Ve değerlendirme: Sağır Sultan (bu
durumda kör ve sağır sultan da denilebilir) bile bilir ki “çağdaş” sanatların
“çağdaş” kriterinde (evet, bizler biliyoruz onlar ise daha bilmiyorlar, bilmek
istemiyorlar tüm çağdaş görünümlerine karşın) bir Dokuzuncu Sanat vardır. Evet,
Sherlock Holmes’un sadık (ve “naif”) yardımcısı Doktor Watson’a dediği gibi: “ıt’s
elementary, my dear Watson”. Bu çok kısa tümceyi çevirmeye kalkmayacağım,
sadece bunu not edeyim ki “elemantary”yi burada, bu bağlam içinde, ben tercihen
“basit” değil de “ilkel” olarak algılıyorum. Eh, kimi Holmes olur kimi ise
Watson. Seçim sizindir.
Nereden nereye! Neyse ola ki bir başka
yazıda, daha mantıksal ve “gerçekçi” olmayı denerim. Cem Özer’in dediği gibi
“Ben hep çizgi romandan yanayım” (yoo, hiç öyle bir şey demedi, keşke günün
birinde bunu da dese), siz de öylesiniz. Onlar ise...
Giovanni Scognamillo
[Bu yazıyı, üzerinden çeyrek asır gibi bir zaman geçmiş, çıkarttığımız Koloni fanzini için Gio kaleme almıştı. Dünyayla, tutkuyla, amatörlükle ilişkisi her zaman coşku dolu olan Gio'yu saygıyla anıyorum.]

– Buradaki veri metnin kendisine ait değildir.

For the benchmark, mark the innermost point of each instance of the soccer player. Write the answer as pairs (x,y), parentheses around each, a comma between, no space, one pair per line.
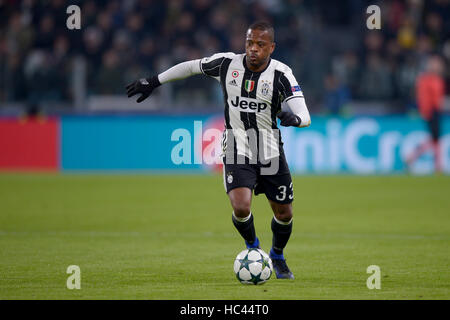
(254,87)
(430,91)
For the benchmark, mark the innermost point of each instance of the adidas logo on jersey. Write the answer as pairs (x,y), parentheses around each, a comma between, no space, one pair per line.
(249,105)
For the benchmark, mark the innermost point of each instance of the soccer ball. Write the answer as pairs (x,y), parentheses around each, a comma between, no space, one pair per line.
(253,266)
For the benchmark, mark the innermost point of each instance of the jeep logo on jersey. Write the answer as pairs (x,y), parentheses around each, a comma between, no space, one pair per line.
(249,105)
(249,85)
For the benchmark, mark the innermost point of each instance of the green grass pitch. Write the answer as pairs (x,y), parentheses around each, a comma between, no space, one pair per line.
(171,237)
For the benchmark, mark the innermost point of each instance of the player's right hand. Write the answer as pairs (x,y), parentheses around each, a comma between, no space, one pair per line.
(143,86)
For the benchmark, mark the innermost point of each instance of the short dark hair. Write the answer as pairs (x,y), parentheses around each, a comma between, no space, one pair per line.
(263,26)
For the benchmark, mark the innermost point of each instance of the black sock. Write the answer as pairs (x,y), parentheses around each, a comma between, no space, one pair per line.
(246,228)
(281,234)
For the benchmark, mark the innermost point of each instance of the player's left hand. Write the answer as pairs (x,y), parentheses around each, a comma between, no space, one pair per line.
(288,119)
(143,86)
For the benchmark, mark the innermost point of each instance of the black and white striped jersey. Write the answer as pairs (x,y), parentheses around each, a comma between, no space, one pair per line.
(252,100)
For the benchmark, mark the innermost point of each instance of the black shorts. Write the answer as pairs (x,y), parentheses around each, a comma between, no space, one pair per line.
(278,186)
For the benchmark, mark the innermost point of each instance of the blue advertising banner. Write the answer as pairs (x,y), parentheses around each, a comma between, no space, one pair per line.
(360,145)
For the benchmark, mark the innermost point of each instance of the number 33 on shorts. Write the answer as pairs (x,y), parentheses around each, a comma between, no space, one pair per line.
(281,196)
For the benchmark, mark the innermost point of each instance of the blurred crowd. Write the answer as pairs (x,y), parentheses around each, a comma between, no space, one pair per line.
(335,58)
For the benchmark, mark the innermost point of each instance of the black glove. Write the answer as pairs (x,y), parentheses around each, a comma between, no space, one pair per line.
(288,119)
(143,86)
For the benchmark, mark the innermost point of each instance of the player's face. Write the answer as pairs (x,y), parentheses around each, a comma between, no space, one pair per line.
(258,47)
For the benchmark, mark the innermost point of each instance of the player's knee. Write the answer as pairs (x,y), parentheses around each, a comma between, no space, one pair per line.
(241,210)
(284,213)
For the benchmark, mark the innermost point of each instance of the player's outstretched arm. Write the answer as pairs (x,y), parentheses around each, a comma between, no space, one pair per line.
(297,114)
(145,86)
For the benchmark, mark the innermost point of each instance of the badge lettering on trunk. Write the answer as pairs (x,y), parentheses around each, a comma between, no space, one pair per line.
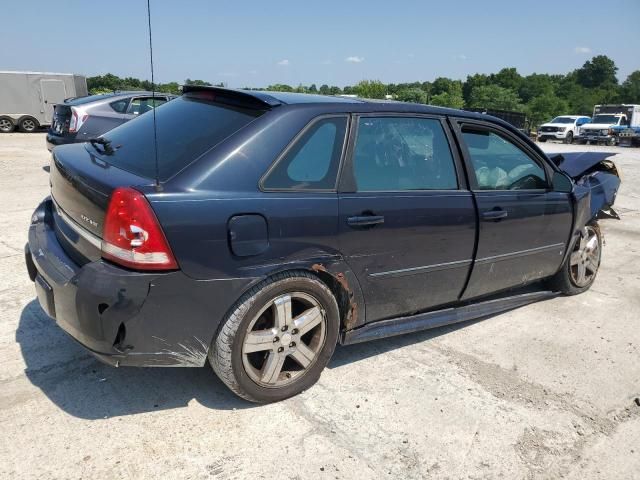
(88,220)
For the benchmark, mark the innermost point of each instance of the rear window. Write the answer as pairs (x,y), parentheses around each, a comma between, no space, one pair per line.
(186,128)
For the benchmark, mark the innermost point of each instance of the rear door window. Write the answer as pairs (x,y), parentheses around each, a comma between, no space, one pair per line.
(499,164)
(119,106)
(312,162)
(141,105)
(186,128)
(402,153)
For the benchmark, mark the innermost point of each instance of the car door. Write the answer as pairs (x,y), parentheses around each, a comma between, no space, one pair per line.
(524,225)
(407,222)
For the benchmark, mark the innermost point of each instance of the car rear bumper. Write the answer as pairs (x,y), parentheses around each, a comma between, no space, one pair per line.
(55,140)
(125,317)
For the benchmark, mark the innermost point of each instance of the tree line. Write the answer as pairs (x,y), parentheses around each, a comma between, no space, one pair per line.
(541,96)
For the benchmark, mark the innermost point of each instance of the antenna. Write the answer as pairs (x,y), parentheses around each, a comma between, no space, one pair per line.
(153,95)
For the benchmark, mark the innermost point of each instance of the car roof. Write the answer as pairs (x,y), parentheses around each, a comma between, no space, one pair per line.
(268,99)
(109,96)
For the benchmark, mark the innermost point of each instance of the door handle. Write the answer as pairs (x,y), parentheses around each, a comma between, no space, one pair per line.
(365,220)
(494,214)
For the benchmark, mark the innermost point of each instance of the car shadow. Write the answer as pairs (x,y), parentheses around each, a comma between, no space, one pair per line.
(83,387)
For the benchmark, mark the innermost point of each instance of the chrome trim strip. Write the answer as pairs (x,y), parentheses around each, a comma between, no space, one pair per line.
(83,232)
(425,269)
(521,253)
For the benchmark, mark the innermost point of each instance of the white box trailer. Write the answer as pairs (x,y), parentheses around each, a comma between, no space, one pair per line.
(27,98)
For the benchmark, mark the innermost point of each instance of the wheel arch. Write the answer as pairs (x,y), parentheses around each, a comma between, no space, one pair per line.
(337,276)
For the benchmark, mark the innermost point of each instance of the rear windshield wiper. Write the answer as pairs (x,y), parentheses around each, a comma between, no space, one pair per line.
(106,145)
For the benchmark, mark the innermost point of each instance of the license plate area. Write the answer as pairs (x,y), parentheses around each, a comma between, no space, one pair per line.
(45,296)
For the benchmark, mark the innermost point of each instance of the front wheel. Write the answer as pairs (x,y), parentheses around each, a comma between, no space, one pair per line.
(580,268)
(28,125)
(278,338)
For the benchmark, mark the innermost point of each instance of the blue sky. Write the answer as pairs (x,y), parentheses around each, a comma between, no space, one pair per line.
(251,43)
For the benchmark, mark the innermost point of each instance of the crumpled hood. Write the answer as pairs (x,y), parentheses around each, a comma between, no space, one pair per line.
(597,182)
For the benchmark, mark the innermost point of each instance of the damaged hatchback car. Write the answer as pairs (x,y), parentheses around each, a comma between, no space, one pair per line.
(257,230)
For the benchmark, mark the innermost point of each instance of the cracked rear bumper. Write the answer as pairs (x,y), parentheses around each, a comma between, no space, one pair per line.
(124,317)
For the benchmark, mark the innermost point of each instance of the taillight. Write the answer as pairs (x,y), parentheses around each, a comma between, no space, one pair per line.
(78,117)
(132,235)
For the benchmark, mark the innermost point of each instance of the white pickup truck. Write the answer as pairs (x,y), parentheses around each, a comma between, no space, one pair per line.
(608,121)
(564,127)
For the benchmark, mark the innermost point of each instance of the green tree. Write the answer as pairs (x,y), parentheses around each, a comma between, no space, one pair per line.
(200,83)
(280,87)
(544,107)
(412,95)
(371,89)
(600,71)
(630,90)
(536,85)
(494,96)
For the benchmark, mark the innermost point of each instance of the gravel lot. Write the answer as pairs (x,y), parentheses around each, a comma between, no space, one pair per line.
(546,391)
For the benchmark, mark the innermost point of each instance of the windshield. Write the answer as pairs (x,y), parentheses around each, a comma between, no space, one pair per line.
(563,120)
(186,128)
(610,119)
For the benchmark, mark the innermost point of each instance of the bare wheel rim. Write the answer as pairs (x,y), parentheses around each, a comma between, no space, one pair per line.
(585,258)
(28,125)
(283,341)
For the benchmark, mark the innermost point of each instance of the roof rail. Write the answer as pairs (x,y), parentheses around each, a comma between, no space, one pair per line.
(247,98)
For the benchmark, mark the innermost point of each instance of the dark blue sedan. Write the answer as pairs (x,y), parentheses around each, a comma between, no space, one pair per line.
(260,229)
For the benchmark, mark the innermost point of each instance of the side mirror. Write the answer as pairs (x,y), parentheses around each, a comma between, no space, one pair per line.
(557,159)
(561,183)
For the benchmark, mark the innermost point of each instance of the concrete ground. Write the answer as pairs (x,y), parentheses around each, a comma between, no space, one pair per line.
(546,391)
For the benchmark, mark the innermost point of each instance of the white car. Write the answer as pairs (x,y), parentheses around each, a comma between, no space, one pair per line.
(564,127)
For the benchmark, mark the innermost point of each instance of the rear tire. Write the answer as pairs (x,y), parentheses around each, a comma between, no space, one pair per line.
(6,125)
(569,138)
(277,338)
(28,124)
(579,270)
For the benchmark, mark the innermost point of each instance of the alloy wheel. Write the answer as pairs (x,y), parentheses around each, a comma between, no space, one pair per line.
(585,258)
(5,125)
(284,339)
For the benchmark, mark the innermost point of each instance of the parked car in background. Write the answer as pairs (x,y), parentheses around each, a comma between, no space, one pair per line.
(86,118)
(266,227)
(608,121)
(27,98)
(564,127)
(517,119)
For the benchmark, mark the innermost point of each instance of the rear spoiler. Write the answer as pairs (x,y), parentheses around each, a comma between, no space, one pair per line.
(241,98)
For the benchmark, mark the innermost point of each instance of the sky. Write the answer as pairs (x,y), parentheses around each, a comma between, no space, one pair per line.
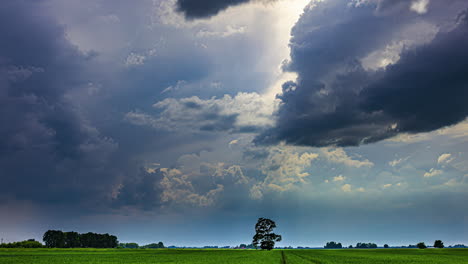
(184,121)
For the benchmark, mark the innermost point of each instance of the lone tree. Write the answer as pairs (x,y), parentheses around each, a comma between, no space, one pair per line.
(421,245)
(264,234)
(438,244)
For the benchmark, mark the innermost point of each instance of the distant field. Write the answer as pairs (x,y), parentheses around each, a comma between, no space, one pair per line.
(198,256)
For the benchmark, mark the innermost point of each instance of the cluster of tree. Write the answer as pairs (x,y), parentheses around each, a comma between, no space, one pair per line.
(128,245)
(458,246)
(333,244)
(366,245)
(437,244)
(245,246)
(135,245)
(264,234)
(30,243)
(59,239)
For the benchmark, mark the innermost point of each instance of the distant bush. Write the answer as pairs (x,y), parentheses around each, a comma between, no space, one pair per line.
(333,244)
(421,245)
(128,245)
(155,245)
(31,243)
(438,244)
(366,245)
(59,239)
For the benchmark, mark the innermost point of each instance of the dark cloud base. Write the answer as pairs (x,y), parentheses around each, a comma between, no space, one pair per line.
(193,9)
(426,89)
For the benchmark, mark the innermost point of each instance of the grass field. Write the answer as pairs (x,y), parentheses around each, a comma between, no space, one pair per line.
(198,256)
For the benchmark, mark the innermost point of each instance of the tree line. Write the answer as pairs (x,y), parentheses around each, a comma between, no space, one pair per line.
(133,245)
(30,243)
(60,239)
(420,245)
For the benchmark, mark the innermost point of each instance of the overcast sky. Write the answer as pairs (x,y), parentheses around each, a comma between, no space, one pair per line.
(184,121)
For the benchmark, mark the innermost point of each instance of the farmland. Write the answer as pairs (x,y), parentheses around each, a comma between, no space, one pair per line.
(198,256)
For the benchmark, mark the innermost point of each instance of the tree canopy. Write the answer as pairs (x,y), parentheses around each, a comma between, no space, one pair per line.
(59,239)
(333,244)
(438,244)
(264,234)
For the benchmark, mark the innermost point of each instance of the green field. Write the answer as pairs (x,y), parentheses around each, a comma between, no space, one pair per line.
(198,256)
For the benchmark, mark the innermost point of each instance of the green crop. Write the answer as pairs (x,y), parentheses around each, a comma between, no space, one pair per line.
(208,256)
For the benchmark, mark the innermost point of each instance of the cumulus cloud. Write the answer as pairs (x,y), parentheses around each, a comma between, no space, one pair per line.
(346,188)
(432,172)
(397,162)
(445,158)
(192,183)
(338,155)
(245,112)
(337,101)
(284,168)
(339,178)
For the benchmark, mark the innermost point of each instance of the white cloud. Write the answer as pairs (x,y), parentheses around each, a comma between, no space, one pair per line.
(338,155)
(233,142)
(451,183)
(339,178)
(388,185)
(134,59)
(397,162)
(432,172)
(419,6)
(346,188)
(284,168)
(243,111)
(179,85)
(445,158)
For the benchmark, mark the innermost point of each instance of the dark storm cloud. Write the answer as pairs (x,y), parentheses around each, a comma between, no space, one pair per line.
(337,101)
(48,151)
(205,8)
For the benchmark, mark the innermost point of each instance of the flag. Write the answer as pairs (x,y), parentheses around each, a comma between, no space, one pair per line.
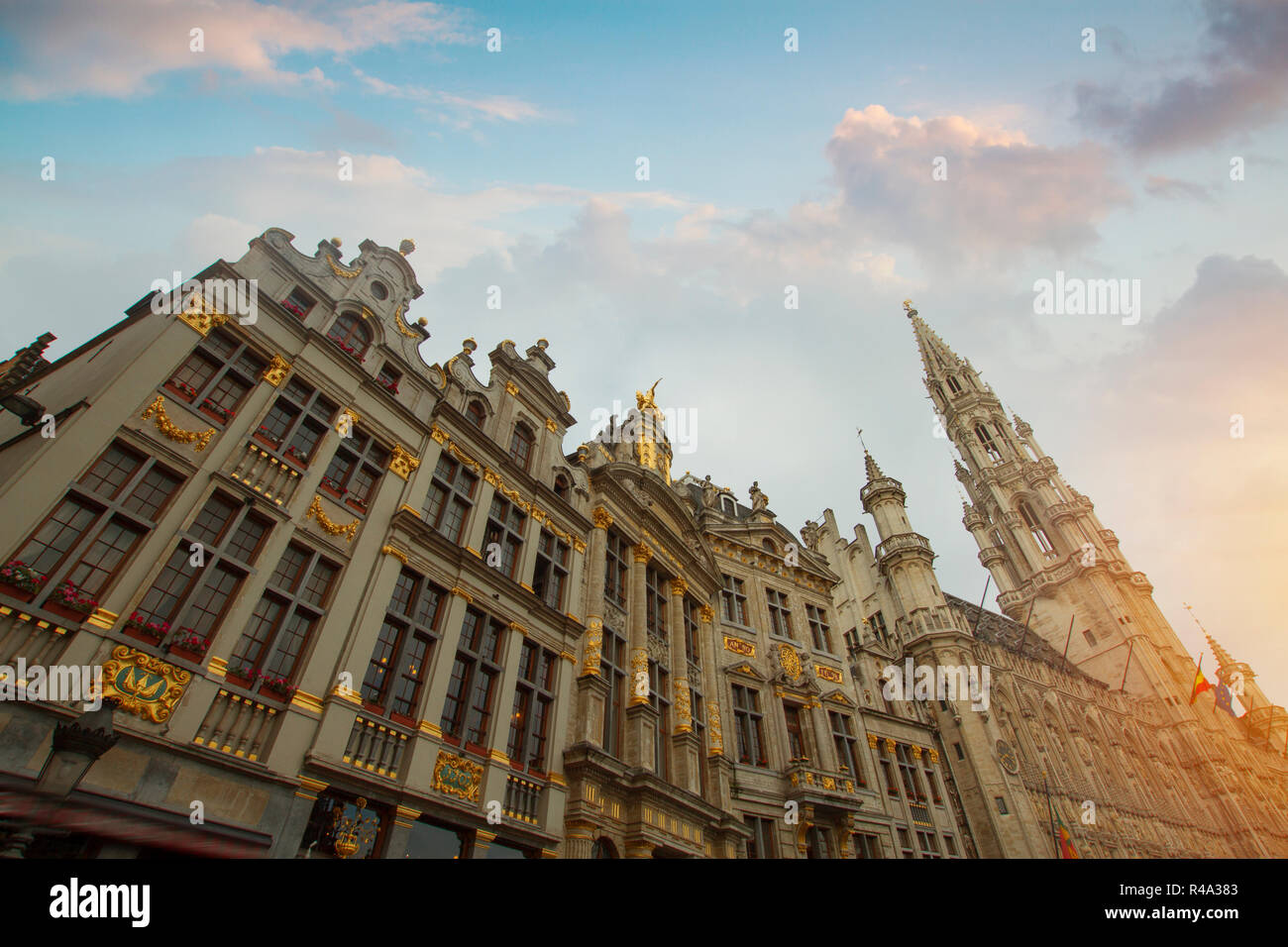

Sanatın gayesi insanları şuurlandırmak ve birbirine kaynaştırmaktır. Çağdaş sanat dediğimizde bütün verilerin bir havuzda toplanarak, içinden zaman ve mekana en uygun argümanları alarak içinde bulunduğumuz toplumda yerl ve global manada sanatımızı icra eder, estetiği yakalamağa çalışırız. Mesele budur efendim. Saygılar.